Ephemeral IDs: Cloudflare’s Latest Tool for Fraud Detection

During its recent Birthday Week, Cloudflare introduced Ephemeral IDs, a new feature for fraud detection. The tool identifies fraudulent activity—whether from bots or humans—by linking behavior to a specific client rather than an IP address.

Available through the Turnstile siteverify response, this new identification technology is designed to tackle the common issue of attackers who rotate a broad range of IP addresses to evade standard WAF monitoring techniques. Since Ephemeral IDs are generated based on patterns beyond IP addresses, malicious actors find it more challenging to fully disguise their requests. Oliver Payne, engineering manager at Cloudflare, Sally Lee, product manager at Cloudflare, and Benedikt Wolters, senior software engineer at Cloudflare, explain:

A practical use case for Ephemeral IDs is preventing fraudulent account signups. Imagine a bad actor, a real person using a real device, creating hundreds of fake accounts while rotating IP addresses to avoid detection. By ingesting Ephemeral IDs and logging them alongside your account creation logs, you can set up alerts based on account creation thresholds in real-time or retroactively investigate suspicious activity.

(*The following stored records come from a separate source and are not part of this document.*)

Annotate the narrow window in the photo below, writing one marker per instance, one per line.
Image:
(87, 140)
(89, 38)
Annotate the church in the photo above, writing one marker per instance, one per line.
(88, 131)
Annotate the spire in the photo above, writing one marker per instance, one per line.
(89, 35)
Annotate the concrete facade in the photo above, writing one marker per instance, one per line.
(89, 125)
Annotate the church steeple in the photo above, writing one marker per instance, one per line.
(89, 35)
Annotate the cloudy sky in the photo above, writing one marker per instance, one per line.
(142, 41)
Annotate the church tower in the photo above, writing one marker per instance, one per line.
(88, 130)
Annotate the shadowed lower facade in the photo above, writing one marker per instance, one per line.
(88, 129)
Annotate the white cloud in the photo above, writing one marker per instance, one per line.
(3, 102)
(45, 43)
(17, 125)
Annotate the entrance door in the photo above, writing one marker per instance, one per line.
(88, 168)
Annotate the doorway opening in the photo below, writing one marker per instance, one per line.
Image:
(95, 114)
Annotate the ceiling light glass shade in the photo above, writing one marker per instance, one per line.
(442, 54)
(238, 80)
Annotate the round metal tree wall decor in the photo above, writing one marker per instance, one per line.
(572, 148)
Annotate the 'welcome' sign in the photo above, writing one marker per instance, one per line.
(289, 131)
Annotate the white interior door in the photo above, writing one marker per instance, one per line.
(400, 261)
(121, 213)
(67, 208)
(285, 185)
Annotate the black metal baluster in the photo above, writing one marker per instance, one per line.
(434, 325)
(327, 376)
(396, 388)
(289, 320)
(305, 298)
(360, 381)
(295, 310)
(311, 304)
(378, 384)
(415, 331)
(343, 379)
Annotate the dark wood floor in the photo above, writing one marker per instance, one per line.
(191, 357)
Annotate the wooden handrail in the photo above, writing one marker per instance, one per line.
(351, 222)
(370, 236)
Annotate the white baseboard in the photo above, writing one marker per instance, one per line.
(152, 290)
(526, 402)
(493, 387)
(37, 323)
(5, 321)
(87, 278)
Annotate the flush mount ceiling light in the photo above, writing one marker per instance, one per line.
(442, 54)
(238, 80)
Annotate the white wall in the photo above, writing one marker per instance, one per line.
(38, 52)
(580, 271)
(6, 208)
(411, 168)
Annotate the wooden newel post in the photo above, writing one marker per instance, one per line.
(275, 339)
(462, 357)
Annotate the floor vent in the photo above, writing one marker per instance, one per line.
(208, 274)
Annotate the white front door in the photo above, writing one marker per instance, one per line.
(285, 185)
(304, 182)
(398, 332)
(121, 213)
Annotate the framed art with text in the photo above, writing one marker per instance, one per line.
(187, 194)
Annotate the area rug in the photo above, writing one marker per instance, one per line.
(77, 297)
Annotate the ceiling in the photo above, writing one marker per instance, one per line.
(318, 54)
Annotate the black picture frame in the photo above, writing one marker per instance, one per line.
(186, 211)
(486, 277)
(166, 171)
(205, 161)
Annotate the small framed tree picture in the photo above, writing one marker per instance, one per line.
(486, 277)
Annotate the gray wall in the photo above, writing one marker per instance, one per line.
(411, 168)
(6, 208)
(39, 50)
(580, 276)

An IP address (green) versus an Ephemeral ID (blue). Source: Cloudflare blog

Introduced two years ago, Turnstile is a verification tool designed to replace CAPTCHAs by generating various types of non-intrusive challenges to verify users are human, without requiring visitors to solve a puzzle. Once Ephemeral IDs are enabled for a deployment, a curl request to Turnstile demonstrates how a temporary Ephemeral ID is returned to identify the client:

 


curl 'https://challenges.cloudflare.com/turnstile/v0/siteverify' --data 'secret=verysecret&response='
{
    "success": true,
    "error-codes": [],
    "challenge_ts": "2024-09-10T17:29:00.463Z",
    "hostname": "example.com",
    "metadata": {
        "ephemeral_id": "x:9f78e0ed210960d7693b167e"
    }
}

Source: Cloudflare blog

While the new option tracks different requests across time, Cloudflare emphasizes the privacy and compliance protections in place: when a visitor interacts with different Cloudflare customers, they receive different Ephemeral IDs for each one. Additionally, because these IDs change frequently, they cannot be used to track a single visitor over an extended period. User techcycleev comments on X:

I’m impressed by the innovative approach Cloudflare has taken with Ephemeral IDs. As a UX designer, I appreciate the emphasis on user privacy while maintaining effective fraud detection. This is a game-changer for secure online interactions.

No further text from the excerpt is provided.